Add tags to duel - Githubissues

DenjellBoone commented 2 years ago

As discussed: Base functionality for using duel with tags. It is possible to add more than one tag. Duels that use tags to choose the problem are declared inofficial.

DenjellBoone commented 2 years ago

Thanks for comments and finding the bug. I made the required changes. Please check again.

DenjellBoone commented 2 years ago

"matching_tags is probably a better name" I thought about it for a while and think "matches_tags" creates more readable code. "if prob.matches_tags(tags): do_something" feels more natural than "if prob.matching_tags(tags): do_something"

The whole function is a bit flawed since it does more than one thing.

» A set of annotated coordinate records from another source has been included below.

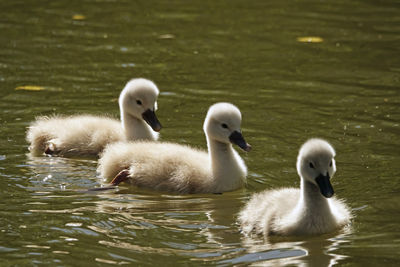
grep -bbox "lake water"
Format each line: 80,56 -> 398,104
0,0 -> 400,266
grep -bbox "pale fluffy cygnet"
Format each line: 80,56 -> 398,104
98,103 -> 251,194
238,139 -> 351,236
26,78 -> 161,156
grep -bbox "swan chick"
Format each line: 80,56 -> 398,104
98,103 -> 251,194
26,78 -> 162,157
238,138 -> 351,236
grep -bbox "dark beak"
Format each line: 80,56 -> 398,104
229,131 -> 251,152
315,174 -> 334,198
142,109 -> 162,132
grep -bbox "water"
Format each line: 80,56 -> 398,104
0,0 -> 400,266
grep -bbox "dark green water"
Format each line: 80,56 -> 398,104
0,0 -> 400,266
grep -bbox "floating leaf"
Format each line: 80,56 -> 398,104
297,36 -> 324,43
72,14 -> 86,20
15,85 -> 44,91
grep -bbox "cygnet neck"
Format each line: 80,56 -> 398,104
121,111 -> 154,141
207,137 -> 244,192
299,178 -> 331,217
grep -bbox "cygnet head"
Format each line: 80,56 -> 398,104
118,78 -> 162,132
297,138 -> 336,198
203,103 -> 251,152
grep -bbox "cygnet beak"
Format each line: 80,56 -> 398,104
229,131 -> 251,152
142,109 -> 162,132
315,174 -> 334,198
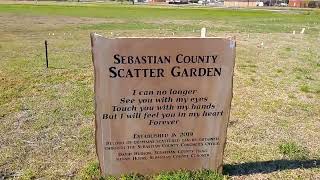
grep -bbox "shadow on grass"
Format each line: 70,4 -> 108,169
223,159 -> 320,176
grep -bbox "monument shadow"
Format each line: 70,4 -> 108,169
223,159 -> 320,176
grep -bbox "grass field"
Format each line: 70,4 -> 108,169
0,3 -> 320,180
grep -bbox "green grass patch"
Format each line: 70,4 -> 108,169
279,141 -> 309,160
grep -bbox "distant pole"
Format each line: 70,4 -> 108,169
44,40 -> 49,68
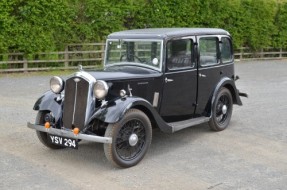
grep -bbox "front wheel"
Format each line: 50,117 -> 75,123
209,88 -> 233,131
104,109 -> 152,168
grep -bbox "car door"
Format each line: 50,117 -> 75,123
160,37 -> 197,120
196,36 -> 233,115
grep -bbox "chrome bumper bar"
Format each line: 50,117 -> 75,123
27,122 -> 112,144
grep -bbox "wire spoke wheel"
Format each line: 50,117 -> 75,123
116,119 -> 146,160
104,109 -> 152,167
209,88 -> 233,131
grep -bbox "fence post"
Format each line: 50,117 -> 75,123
101,43 -> 105,65
23,58 -> 28,73
239,47 -> 243,61
64,45 -> 69,69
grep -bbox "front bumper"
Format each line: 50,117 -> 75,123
27,122 -> 112,144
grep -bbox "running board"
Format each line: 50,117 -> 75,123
167,117 -> 210,133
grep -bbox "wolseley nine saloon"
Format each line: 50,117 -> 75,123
27,28 -> 246,167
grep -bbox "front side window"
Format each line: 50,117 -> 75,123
105,39 -> 162,70
166,39 -> 194,70
221,37 -> 233,63
199,37 -> 219,67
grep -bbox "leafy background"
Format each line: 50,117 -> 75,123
0,0 -> 287,54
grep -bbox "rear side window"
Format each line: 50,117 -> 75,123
166,39 -> 194,70
199,37 -> 219,67
221,37 -> 233,63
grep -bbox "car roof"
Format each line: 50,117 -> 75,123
108,28 -> 230,39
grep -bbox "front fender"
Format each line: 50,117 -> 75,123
33,91 -> 62,121
89,97 -> 172,133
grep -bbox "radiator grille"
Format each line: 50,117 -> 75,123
63,77 -> 89,129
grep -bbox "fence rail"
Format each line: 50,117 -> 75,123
0,43 -> 287,73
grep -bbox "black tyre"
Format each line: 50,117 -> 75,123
209,88 -> 233,131
35,111 -> 65,149
104,109 -> 152,168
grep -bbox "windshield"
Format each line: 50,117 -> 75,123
105,39 -> 162,70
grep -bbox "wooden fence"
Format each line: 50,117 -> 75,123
0,43 -> 287,73
0,43 -> 105,73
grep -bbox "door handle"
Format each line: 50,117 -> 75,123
165,77 -> 173,83
198,73 -> 206,77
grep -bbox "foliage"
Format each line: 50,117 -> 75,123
0,0 -> 287,57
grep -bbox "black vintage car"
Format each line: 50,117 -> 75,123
28,28 -> 246,167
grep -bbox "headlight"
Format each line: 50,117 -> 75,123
50,76 -> 64,94
94,80 -> 109,100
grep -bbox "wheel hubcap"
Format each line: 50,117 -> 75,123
221,105 -> 227,115
129,133 -> 139,146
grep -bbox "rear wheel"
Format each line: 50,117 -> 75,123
209,88 -> 233,131
35,111 -> 64,149
104,109 -> 152,168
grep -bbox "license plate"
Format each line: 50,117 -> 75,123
48,135 -> 78,149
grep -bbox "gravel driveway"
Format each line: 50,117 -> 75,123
0,60 -> 287,190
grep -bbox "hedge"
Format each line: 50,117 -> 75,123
0,0 -> 287,54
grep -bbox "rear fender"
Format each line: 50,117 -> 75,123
33,91 -> 62,121
205,77 -> 242,116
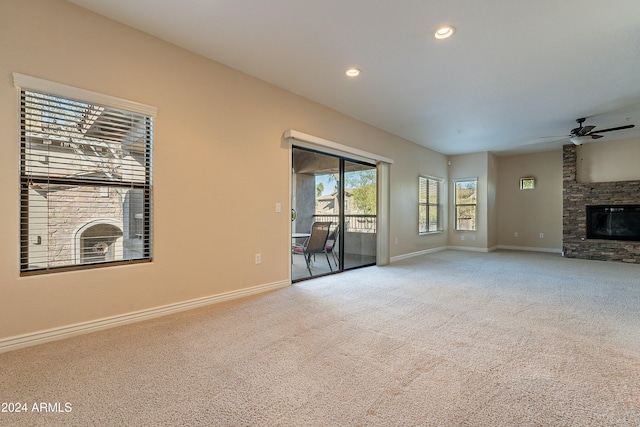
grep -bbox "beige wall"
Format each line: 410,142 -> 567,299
576,138 -> 640,183
0,0 -> 447,340
497,151 -> 562,252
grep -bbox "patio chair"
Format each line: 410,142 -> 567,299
292,221 -> 333,276
325,226 -> 340,267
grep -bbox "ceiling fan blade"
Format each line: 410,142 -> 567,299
577,126 -> 595,136
592,125 -> 635,134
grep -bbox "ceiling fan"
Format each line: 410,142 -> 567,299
568,117 -> 635,145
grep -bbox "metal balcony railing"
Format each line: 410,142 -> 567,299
313,215 -> 377,233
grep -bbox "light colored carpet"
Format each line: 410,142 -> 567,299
0,251 -> 640,426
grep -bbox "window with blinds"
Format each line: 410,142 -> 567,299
20,89 -> 153,274
453,178 -> 478,231
418,176 -> 443,234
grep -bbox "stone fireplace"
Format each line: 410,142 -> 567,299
562,144 -> 640,263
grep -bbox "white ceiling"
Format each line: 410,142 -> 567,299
70,0 -> 640,154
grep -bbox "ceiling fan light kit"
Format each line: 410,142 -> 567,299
569,117 -> 635,145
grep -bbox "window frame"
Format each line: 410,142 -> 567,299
418,175 -> 444,236
453,177 -> 478,231
13,73 -> 157,276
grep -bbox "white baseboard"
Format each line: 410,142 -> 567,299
391,245 -> 562,262
497,245 -> 562,254
0,281 -> 291,353
390,246 -> 447,262
447,246 -> 495,252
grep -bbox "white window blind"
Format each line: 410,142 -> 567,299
418,176 -> 442,234
20,88 -> 153,273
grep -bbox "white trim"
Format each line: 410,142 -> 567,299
13,73 -> 158,117
447,246 -> 496,252
0,281 -> 291,353
283,129 -> 393,164
391,246 -> 447,263
391,245 -> 562,263
498,245 -> 562,254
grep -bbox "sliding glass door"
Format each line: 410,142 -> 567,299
291,147 -> 377,281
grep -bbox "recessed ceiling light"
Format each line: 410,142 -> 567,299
345,67 -> 362,77
434,25 -> 456,40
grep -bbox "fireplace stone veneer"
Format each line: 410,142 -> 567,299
562,144 -> 640,264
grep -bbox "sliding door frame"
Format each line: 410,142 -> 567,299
283,130 -> 393,283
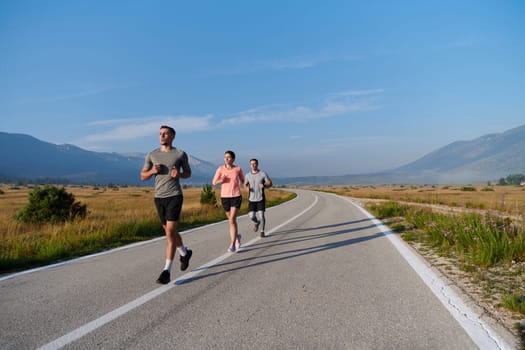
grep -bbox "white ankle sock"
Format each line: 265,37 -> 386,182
177,246 -> 186,256
164,259 -> 173,272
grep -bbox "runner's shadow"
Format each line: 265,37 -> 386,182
176,225 -> 384,284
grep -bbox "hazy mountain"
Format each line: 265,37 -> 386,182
0,125 -> 525,185
0,132 -> 216,185
393,125 -> 525,183
276,125 -> 525,185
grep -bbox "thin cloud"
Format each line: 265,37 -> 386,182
219,89 -> 383,126
81,115 -> 213,144
203,54 -> 359,75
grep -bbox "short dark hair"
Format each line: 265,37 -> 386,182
224,150 -> 235,160
160,125 -> 175,136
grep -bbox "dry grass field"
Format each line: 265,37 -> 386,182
0,184 -> 295,273
0,184 -> 525,344
304,185 -> 525,218
309,185 -> 525,349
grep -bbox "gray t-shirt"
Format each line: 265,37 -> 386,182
244,170 -> 270,202
143,147 -> 189,198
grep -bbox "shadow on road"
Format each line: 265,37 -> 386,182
176,219 -> 384,284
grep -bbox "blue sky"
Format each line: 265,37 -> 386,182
0,0 -> 525,176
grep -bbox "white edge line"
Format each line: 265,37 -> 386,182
37,195 -> 319,350
340,196 -> 514,350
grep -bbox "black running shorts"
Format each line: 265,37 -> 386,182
221,196 -> 242,212
155,195 -> 183,225
248,199 -> 266,211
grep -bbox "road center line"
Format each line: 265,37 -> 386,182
37,194 -> 319,350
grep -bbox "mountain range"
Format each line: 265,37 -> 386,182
0,125 -> 525,186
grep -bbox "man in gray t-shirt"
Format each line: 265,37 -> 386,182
244,158 -> 272,237
140,125 -> 192,284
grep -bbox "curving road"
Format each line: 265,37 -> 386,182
0,190 -> 512,349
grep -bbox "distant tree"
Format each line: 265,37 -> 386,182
15,185 -> 87,224
505,174 -> 525,185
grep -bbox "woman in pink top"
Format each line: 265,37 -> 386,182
212,151 -> 244,253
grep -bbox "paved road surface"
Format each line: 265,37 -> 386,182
0,191 -> 508,349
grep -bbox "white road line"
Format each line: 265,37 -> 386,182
339,196 -> 513,350
37,195 -> 319,350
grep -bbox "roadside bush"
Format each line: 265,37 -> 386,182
15,185 -> 87,224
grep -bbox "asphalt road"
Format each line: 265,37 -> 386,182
0,191 -> 510,349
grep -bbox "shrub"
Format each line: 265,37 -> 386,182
201,184 -> 217,205
15,185 -> 87,224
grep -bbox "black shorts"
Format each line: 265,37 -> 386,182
248,199 -> 266,211
221,196 -> 242,212
155,195 -> 183,225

It tries to match tags to the problem tags but only returns something if all tags could be matched and then it also returns a list of the full names of the tags (for some display function).

Maybe its a better idea to create a function that returns how many of the given tags could be matched and maybe also returns a list of their names. Then a second function (matches_all_tags) can be defined that just checks if prob.matches_tags returns the correct number. This would allow for a second function "matches_any_tag" which can be used to negate tags.

algmyr commented 2 years ago

"matching_tags is probably a better name" I thought about it for a while and think "matches_tags" creates more readable code. "if prob.matches_tags(tags): do_something" feels more natural than "if prob.matching_tags(tags): do_something"

matches_tags makes it sound like it returns a boolean, which it doesn't. That was an issue with the original name as well

DenjellBoone commented 2 years ago

Ok, i named it like suggested and added the changes for the other remarks too.

algmyr commented 2 years ago

I guess you could add a helper like you mentioned, e.g. has_matching_tags which just returns len(...) > 0 or similar. It would make the call sites that only cares about the bool value nicer. Or do you think there is some nicer refactoring?

DenjellBoone commented 2 years ago

i think my best idea would be: def count_matching_tags(tags): // try to match all given tags and return number of successful matches

def matches_all_tags(tags): return self.count_matching_tags(tags) == len(tags)

def matches_any_tag(tags): #optional for later use return self.count_matching_tags(tags) > 0

and maybe another function to generate the list of tag strings. In ;gimme the list of matches is not saved from the first call anyways. So I think a different function can do the job as well and we maybe save some time for not generating the matched tag strings for all problems that are in the pool during problem selection.

But idk if 3 functions for doing the job are cluttering the whole thing too much. I think i will give it a try and we can decide which commit to use.

algmyr commented 2 years ago

What about matching_tags rather than the count one? The other functions matches_any/all_tags can be implemented in terms of that.

DenjellBoone commented 2 years ago

I am fine with the name. You can take a look now. After short testing it still looks functional.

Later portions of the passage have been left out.